Long time no blog. Have been training as an artisan (bread and occasional bagel) baker and playing some hereandthere high-level Ultimate.
Here's part of an email I just sent to the mouseHole scripters list.
Alas, I haven't had time to work on the mouseHole of late -- I spent some time instead exploring the possibilities of the curious Firefox extension POW, which I got to half-work as a pseudo proxy.
I'm not sure how much POW has progressed since I last looked at it, but I think in the long term, building on something akin to POW might be the way forward, even if Ruby isn't yet directly supported in most browsers. I described some of these concepts here in "Remixing the Web":
http://graphics.stanford.edu/~lwu2/ (third paper link)
essentially trying to replicate a mouseHole-like programmable proxy within Firefox itself, driven by jQuery and JavaScript, which at least reduces the programming burden if you've read jResig's JS book and feel comfortable enough in that tongue with jQuery at your side.
Since that work, I have also heard about Jaxer but not read much about it. It might be what some of us are half looking for?
On the one hand, there's something _why elegant about the tight combination of mouseHole, Hpricot and Mongrel, but on the flipside, Firefox's core can support SSL, is HTML/DOM compatible with itself, and can make use of extensions such as POW, GreaseMonkey, and the like.
To reiterate, it's a common reductionist pattern to think of the alternatives as being either the browser as the point of modification (extensions) xor programmable proxies as the point of remix (for example, see Bolin's MIT thesis where he makes this exact bifurcation), but we're at a point now where we can have our programmable proxy cake and eat the browser kiddies too.
Does that help? Googling for "jaxer programmable-proxy" doesn't seem to show any hits right now, and while I've seen discussion of doing mouseHole-like programmable-proxy ish things in POW, I don't know if anyone else has followed up on that vector of attack, beyond the proof of concept we built for "re:mix", but to me it seems like the Right Enough way forward as we try to democratize these tools of production and ICT.
~L
In other news, the Stanford University visualization research group now has a new web presence at graphics.stanford.edu/vis, and my most recent collabo project, called Vispedia, also has a new project-page-home on the web at graphics.stanford.edu/projects/vispedia.

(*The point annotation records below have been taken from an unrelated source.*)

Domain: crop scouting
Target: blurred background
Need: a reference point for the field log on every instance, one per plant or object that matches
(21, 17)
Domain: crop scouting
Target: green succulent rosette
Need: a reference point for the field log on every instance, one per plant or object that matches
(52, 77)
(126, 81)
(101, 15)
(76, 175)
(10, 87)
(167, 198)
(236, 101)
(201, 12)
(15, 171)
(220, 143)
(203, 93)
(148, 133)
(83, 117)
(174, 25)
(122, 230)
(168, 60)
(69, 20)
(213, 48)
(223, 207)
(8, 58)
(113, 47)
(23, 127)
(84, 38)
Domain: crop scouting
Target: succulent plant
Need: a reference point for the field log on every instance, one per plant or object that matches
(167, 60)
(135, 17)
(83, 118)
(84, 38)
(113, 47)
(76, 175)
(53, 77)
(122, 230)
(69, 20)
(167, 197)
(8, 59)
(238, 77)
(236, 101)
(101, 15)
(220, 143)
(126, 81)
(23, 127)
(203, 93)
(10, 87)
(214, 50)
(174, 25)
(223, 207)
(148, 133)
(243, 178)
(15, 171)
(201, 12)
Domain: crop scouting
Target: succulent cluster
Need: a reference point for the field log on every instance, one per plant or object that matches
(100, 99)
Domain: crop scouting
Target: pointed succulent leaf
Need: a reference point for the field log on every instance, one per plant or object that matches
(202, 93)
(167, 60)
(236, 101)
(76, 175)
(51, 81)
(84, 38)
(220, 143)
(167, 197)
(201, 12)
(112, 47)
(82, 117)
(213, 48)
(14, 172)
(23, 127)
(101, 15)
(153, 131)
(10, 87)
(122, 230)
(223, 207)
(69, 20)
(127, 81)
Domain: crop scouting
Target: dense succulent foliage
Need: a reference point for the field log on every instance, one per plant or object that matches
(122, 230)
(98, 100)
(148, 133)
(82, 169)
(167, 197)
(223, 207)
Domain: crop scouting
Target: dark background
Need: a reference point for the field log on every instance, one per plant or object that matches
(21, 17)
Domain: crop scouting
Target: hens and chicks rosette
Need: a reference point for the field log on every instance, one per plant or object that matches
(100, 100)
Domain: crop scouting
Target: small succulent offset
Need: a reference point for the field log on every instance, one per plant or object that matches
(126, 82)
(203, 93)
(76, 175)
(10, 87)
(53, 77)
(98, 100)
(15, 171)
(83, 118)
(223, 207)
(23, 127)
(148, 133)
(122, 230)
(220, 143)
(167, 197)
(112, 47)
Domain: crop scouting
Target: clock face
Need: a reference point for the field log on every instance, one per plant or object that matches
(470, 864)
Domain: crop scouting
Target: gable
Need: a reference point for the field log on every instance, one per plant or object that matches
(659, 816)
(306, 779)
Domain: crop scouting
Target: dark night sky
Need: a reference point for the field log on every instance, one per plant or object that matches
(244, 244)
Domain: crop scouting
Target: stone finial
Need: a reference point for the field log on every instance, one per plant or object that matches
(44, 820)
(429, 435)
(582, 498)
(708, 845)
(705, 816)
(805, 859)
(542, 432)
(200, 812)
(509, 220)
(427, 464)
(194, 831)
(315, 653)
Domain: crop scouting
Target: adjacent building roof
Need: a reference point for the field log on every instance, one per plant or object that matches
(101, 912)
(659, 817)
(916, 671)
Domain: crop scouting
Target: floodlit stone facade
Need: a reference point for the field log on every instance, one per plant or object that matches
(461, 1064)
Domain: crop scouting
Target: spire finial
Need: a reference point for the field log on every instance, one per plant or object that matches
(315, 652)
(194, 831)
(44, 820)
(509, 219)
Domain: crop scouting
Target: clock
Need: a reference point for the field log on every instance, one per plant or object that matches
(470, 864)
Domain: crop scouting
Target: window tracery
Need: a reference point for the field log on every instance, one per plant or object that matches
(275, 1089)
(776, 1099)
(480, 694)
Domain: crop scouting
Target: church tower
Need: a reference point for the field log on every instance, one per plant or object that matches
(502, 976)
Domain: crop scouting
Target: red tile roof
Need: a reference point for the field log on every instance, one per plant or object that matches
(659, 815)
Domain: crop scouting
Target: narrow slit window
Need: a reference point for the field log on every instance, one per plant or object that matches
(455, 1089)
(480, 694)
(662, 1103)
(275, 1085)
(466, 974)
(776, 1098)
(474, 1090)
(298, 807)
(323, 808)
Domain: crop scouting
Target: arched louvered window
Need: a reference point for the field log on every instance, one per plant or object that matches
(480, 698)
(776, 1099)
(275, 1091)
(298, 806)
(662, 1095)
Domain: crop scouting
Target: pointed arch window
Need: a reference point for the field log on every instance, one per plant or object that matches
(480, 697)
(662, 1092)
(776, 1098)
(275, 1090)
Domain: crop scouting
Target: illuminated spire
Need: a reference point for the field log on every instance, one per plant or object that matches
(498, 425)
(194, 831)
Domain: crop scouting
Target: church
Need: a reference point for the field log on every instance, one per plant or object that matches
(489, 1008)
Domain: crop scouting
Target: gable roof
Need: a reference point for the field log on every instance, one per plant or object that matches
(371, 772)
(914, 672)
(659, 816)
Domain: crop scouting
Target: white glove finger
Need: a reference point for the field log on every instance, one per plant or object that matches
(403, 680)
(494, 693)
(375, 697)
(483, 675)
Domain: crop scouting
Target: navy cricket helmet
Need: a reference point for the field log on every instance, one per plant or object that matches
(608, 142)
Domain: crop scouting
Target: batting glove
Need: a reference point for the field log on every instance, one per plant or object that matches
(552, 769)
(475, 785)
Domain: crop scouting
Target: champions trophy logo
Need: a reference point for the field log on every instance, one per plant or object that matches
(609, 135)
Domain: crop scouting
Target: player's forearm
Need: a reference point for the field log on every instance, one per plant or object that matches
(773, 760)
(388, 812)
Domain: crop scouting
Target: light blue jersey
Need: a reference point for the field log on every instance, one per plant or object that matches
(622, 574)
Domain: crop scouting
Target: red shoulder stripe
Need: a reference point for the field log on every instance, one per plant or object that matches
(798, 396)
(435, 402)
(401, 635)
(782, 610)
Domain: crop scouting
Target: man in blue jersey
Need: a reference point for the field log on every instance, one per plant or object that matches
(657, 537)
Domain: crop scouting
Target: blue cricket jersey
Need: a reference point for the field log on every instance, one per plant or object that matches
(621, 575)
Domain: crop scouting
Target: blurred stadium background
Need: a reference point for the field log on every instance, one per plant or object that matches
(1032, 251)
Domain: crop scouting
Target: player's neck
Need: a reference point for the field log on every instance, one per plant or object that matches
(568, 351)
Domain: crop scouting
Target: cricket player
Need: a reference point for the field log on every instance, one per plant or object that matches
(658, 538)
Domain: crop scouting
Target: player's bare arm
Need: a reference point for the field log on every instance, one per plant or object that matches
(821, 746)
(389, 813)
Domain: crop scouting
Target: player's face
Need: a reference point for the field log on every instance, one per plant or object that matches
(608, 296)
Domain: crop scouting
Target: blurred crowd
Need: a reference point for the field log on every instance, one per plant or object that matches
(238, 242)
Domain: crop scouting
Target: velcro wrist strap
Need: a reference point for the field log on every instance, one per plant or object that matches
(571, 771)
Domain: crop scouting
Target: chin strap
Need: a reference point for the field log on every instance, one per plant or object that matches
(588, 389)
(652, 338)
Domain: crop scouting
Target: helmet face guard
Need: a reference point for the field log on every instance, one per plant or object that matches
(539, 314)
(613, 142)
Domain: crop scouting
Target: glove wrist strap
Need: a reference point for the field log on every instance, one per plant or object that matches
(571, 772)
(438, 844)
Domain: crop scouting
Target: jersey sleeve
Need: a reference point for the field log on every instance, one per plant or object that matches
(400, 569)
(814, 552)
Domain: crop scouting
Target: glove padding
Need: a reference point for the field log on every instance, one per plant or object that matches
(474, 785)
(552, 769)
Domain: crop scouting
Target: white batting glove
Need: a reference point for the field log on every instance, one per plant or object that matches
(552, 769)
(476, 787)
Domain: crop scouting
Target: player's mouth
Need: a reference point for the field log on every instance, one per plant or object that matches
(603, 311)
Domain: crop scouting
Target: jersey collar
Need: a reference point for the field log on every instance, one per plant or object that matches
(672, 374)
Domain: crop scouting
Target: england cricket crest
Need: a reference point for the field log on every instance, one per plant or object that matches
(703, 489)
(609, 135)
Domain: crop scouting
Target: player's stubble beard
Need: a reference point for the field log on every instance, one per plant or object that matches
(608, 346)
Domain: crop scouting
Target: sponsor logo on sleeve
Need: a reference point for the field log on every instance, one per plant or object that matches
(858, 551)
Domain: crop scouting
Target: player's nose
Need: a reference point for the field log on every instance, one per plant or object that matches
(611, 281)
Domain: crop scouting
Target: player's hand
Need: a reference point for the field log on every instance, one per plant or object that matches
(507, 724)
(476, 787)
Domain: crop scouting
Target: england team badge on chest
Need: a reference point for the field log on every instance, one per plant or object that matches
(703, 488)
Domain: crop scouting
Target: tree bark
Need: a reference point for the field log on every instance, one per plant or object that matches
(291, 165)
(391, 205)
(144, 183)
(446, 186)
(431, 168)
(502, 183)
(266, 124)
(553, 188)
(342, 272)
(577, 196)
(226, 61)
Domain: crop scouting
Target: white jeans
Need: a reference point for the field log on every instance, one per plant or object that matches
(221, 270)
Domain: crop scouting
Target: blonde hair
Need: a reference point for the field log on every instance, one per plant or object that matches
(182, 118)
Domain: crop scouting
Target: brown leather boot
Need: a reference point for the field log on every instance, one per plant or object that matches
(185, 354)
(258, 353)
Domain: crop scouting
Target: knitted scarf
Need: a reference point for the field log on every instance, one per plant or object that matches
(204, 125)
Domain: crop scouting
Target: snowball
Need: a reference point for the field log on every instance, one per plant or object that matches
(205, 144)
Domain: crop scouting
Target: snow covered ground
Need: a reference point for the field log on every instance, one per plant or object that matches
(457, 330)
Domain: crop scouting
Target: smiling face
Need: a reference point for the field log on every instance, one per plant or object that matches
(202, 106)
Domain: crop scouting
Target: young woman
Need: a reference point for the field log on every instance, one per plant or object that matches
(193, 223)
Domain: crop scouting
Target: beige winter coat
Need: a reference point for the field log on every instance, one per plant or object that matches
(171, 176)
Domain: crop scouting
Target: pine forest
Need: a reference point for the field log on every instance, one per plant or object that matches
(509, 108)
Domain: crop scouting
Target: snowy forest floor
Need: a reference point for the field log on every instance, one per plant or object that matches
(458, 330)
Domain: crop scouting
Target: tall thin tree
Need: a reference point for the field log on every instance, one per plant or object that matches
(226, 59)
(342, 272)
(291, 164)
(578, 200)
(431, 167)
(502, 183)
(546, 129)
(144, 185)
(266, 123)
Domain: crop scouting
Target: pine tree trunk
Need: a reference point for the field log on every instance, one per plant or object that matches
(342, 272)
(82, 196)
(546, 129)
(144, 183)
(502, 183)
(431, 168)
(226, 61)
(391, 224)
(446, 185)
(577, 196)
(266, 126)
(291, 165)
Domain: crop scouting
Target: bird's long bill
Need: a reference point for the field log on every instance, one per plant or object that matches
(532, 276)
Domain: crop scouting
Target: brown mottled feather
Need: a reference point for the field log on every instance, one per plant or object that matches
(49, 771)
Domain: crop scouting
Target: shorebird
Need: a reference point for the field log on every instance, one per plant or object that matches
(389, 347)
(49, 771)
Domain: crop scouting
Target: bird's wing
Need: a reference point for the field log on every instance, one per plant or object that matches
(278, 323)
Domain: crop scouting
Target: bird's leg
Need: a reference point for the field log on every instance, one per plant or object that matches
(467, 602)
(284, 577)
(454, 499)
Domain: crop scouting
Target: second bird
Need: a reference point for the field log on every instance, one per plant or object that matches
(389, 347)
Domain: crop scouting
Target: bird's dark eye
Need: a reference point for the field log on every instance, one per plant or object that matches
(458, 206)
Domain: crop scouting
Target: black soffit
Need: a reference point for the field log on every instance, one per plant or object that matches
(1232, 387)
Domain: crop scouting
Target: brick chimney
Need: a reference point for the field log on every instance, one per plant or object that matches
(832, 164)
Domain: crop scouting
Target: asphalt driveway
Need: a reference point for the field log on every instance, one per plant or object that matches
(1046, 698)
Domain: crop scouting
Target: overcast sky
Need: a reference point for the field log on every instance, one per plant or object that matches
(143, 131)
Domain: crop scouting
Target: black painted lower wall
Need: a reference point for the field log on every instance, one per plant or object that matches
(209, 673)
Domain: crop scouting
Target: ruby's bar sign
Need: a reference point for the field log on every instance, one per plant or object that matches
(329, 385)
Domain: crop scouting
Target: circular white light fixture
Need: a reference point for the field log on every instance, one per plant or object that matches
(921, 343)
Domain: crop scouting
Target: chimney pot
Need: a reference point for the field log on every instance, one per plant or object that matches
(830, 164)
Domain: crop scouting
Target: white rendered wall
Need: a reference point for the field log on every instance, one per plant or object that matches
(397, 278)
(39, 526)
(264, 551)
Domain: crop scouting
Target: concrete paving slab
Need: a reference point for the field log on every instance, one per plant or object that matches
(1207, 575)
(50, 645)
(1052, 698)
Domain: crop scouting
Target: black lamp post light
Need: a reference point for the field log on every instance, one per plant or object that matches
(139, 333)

Finally, in putting together a brief list of my recent work as a CS PhD student here at TheFarm, I realized that four of my recent projects and my current "Sniff and Scratch" work all have the theme I briefly mentioned in my mouseHole mail, that of "democratizing the tools of production and ICT".
And while there is great work in the larger space of using technology in the journey towards social justice, and in reducing digital divides, I am sort of more interested in looking at technology with a social justice and democratizing lens, and beyond the analytics that are common in the history of science and technology, I think it's important to try to have time-flow-positive impact in the coming years and decades, in a constructive here-it-is way, in contrast to the retrospective here's how it was fifty 2 a hundred years ago.
Kay, in the spirit of my flexitarian with a vegan offset foodie philosophy of late, I'm going to make some food for lunch. Chow, ciao.
I had a nice little chat with jResig of jQuery fame tonight, on javascript hacks and the future of the fox.
I heard about Richard's K-Sketch from Mentalguy, who seemed to think it was as yet unreleased, but a CURIS undergrad and I were both able to get this kinetic sketch pad up and running on both Windows XP and Vista, with VS 2005 Professional and C# Express respectively.
I had thought of sending out the link to why's HacketyHack mailing list -- I guess I'll do that now -- telling folks to hack together K-Sketch with HH, to help motivate programming through storytelling.
srk has us video prototyping these days, as a way of quickly sketching user experience, and here's what I tried out.
Iteration zero wasn't a video at all, but rather a UX comic put together with a combination of my old Samsung 1.3M pixel cell phone, Flickr, and plasq's Comic Life (which comes with recent MacBooks).
I quite enjoyed iteration zero, as I was able to wander around PA snapping shots with my cell, sketch overlays with a sharpie, and then Photoshop/Seashore them together.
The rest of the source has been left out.